A non-vacuum spacetime (i.e., a spacetime with a nonzero Ricci tensor, which requires a nonzero stress-energy tensor) will not necessarily be either static or spherically symmetric.

 

[vanhees71]

More precisely, that the normalized "acceleration" of the volume--the second derivative of the volume with respect to time, divided by the volume--is negative. That means the volume, if it starts from "rest" (zero rate of change with time), will decrease at a rate that increases with time.The Ricci tensor does not describe "mass". It describes density of stress-energy. For the simple case of a perfect fluid, the Ricci tensor--more precisely, the piece of it that determines the (negative) "acceleration" of the volume described above--will be $\rho + 3 p$, where $\rho$ is the energy density of the fluid and $p$ is the pressure. So positive #\rho + 3p## means the "acceleration" of the volume is negative--"attractive" gravity. Note that this is for an observer who is inside the fluid, observing the behavior of a small ball of test particles that is also inside the fluid.

But this is not the Ricci but the energy-momentum tensor, $T_{\mu \nu}=(\epsilon+P) u^{\mu} u^{\nu}-P g^{\mu \nu}$ (for an ideal fluid). The source of the gravitational field (or equivalently space-time curvature) is the energy-momentum-stress of the "matter", as described by the Einstein field equations,
$$R_{\mu \nu}-\frac{1}{2} R g_{\mu \nu} = \kappa T_{\mu \nu}.$$
Here $R_{\mu \nu}$ is the Ricci tensor, $R$ its trace, and $\kappa=8 \pi G/c^4$ with $G$ being Newton's gravitational constant. The sign on the right-hand side depends on the convention, i.e., how you contract the Riemann curvature tensor to the Ricci tensor.

An equivalent form is
$$R_{\mu \nu}=\kappa \left (T_{\mu \nu}-\frac{1}{2} T g_{\mu \nu} \right), \quad T=T_{\mu}^{\mu}.$$

 

[PeterDonis]

this is not the Ricci but the energy-momentum tensor

In the paper by Baez and Bunn that I linked to, they rearrange the field equation so that the Ricci tensor is on the LHS, in the "equivalent form" you give at the end of your post. That is because the Ricci tensor is the tensor that has the direct physical interpretation being discussed (the "acceleration" of the volume, divided by the volume, of a small ball of test particles, caused by "mass" or more precisely density of stress-energy). That is what I was referring to.

 

[catlove]

Tenors (field vectors) are associated with an entity that consitutes matter yet in vacuum there is not matter so tenor theory (guess) is speculative.

 

[PeterDonis]

Tenors (field vectors) are associated with an entity that consitutes matter

Not necessarily. Spacetime itself is described by tensors (metric tensor, Riemann tensor, etc.) even in the absence of matter.

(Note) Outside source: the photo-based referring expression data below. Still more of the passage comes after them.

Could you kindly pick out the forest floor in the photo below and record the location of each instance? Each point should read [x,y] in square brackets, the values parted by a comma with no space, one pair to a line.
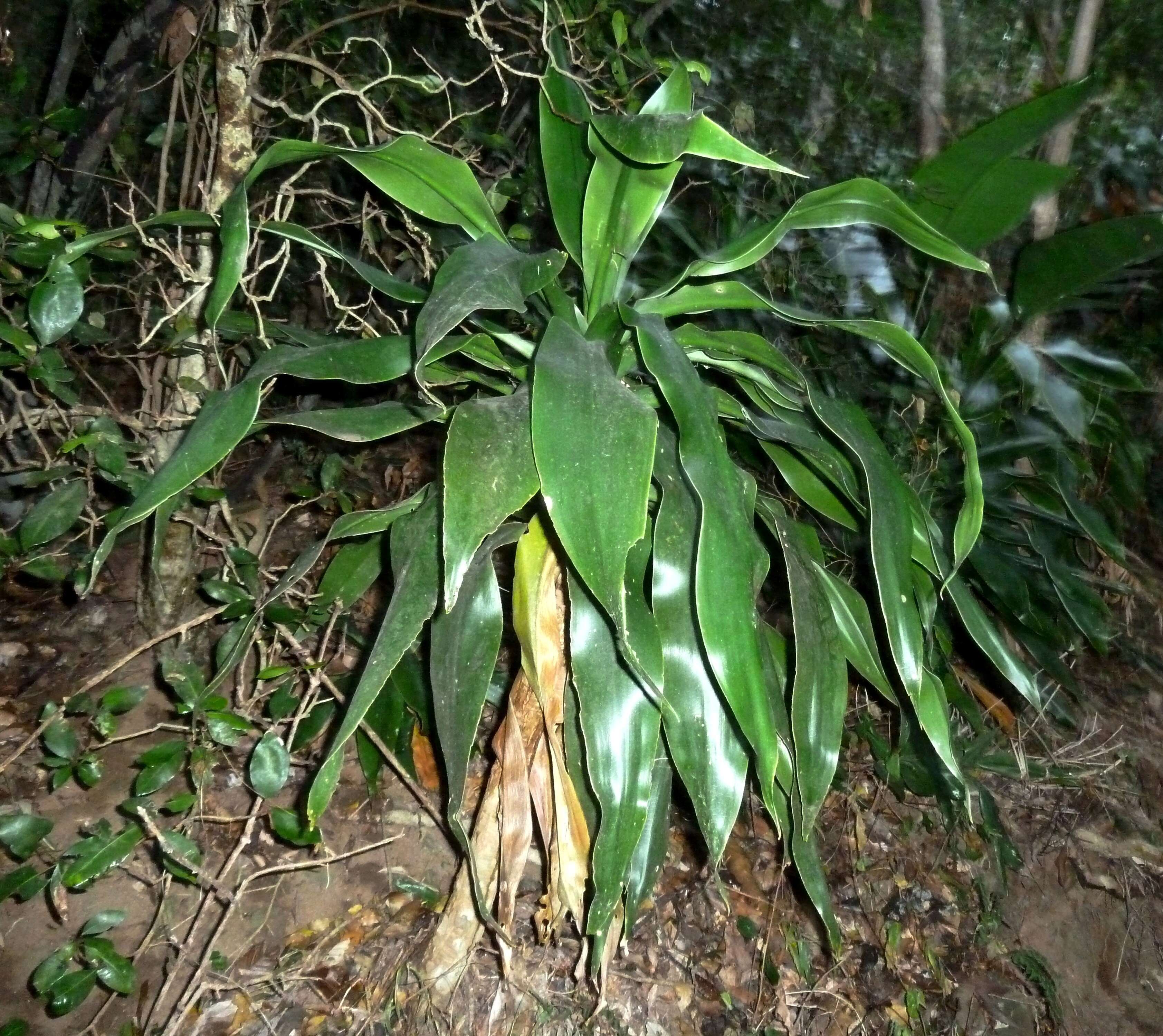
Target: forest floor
[939,938]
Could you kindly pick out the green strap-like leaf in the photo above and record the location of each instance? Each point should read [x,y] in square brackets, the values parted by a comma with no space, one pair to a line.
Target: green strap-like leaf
[380,279]
[891,532]
[948,178]
[489,475]
[409,170]
[855,625]
[895,340]
[620,727]
[465,646]
[593,442]
[564,118]
[416,569]
[485,275]
[820,685]
[841,205]
[110,854]
[742,345]
[700,735]
[650,854]
[354,569]
[731,562]
[227,417]
[623,203]
[361,425]
[661,139]
[1053,271]
[808,485]
[356,524]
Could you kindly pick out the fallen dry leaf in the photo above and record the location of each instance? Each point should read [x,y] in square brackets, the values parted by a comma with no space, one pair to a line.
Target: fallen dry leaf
[424,758]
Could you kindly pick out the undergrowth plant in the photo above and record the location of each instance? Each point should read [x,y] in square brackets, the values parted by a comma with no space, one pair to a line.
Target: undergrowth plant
[623,446]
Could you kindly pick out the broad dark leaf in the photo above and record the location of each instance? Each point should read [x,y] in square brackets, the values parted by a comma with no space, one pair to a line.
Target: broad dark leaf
[416,569]
[465,645]
[731,563]
[485,275]
[270,766]
[593,442]
[56,303]
[54,516]
[620,726]
[702,738]
[490,474]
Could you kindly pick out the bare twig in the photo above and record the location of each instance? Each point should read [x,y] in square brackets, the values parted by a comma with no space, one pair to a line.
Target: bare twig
[108,671]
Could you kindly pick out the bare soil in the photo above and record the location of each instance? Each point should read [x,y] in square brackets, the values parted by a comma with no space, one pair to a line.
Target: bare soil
[938,935]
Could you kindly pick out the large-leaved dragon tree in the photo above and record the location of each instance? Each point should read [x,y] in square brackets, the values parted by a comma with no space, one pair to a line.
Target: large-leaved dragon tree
[654,471]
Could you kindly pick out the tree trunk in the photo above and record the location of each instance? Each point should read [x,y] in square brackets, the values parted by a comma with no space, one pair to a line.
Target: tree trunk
[1061,140]
[933,78]
[170,573]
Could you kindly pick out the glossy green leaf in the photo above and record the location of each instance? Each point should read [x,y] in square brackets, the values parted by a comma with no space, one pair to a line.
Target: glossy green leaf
[856,633]
[490,474]
[1090,365]
[70,991]
[361,425]
[61,739]
[290,828]
[119,700]
[564,117]
[593,442]
[349,575]
[53,968]
[623,202]
[1001,200]
[110,854]
[103,921]
[620,727]
[660,139]
[810,869]
[226,728]
[731,563]
[54,516]
[841,205]
[485,275]
[227,417]
[1061,268]
[650,853]
[114,971]
[808,485]
[944,182]
[465,645]
[820,684]
[702,738]
[56,303]
[21,833]
[22,883]
[891,532]
[893,339]
[409,170]
[270,766]
[416,569]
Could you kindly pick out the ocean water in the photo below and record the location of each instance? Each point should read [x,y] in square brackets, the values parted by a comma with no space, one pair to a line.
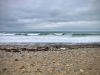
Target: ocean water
[50,37]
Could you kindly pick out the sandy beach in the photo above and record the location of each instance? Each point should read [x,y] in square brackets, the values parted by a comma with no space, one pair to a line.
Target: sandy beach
[50,59]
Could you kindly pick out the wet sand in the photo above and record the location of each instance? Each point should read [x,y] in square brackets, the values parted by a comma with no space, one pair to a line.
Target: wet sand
[50,59]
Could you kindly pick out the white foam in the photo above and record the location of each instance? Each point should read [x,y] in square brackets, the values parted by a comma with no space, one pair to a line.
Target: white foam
[51,38]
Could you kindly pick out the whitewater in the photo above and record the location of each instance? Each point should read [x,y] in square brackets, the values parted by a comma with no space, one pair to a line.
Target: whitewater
[50,37]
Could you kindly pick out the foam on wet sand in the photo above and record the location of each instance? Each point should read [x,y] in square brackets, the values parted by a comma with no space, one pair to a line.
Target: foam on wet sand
[50,59]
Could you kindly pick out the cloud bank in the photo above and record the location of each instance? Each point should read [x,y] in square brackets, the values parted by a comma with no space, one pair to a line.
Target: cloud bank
[49,15]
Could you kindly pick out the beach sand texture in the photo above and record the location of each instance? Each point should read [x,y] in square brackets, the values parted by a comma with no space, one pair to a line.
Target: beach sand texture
[52,60]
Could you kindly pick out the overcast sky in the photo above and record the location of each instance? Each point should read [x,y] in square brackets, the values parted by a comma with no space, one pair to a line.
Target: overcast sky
[49,15]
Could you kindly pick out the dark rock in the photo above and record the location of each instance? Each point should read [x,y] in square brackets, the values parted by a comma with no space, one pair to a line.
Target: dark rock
[4,69]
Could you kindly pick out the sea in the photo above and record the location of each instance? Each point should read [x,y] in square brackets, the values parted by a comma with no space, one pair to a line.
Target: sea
[69,37]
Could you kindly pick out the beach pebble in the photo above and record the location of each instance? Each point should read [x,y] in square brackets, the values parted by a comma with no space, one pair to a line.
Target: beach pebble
[75,69]
[62,68]
[4,69]
[53,61]
[56,66]
[67,65]
[0,61]
[32,65]
[21,67]
[71,64]
[89,68]
[38,69]
[81,70]
[16,59]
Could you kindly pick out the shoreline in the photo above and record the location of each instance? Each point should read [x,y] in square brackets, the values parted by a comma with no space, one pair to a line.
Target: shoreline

so tenor theory (guess) is speculative.

Your guess is incorrect.

 

[catlove]

Really?

"Maxwell's electrodynamics proceeds in the same unusual way already analyzed in studying his electrostatics. Under the influence of hypotheses which remain vague and undefined in his mind, Maxwell sketches a theory which he never completes, he does not even bother to remove contradictions from it; then he starts changing this theory, he imposes on it essential modifications which he does not notify to his reader; the latter tries in vain to fix the fugitive and intangible thought of the author; just when he thinks he has got it, even the parts of the doctrine dealing with the best studied phenomena are seen to vanish. And yet this strange and disconcerting method led Maxwell to the electromagnetic theory of light!" (Duhem, 1902).

 

[PeterDonis]

Really?

Yes.

Duhem, 1902

A reference from 119 years ago, particularly from a philosopher and not a scientist, more particularly one that makes incorrect claims (Maxwell electrodynamics is perfectly consistent), and even more particularly when the issue it is talking about has nothing whatever to do with tensors, is not a good basis for discussion.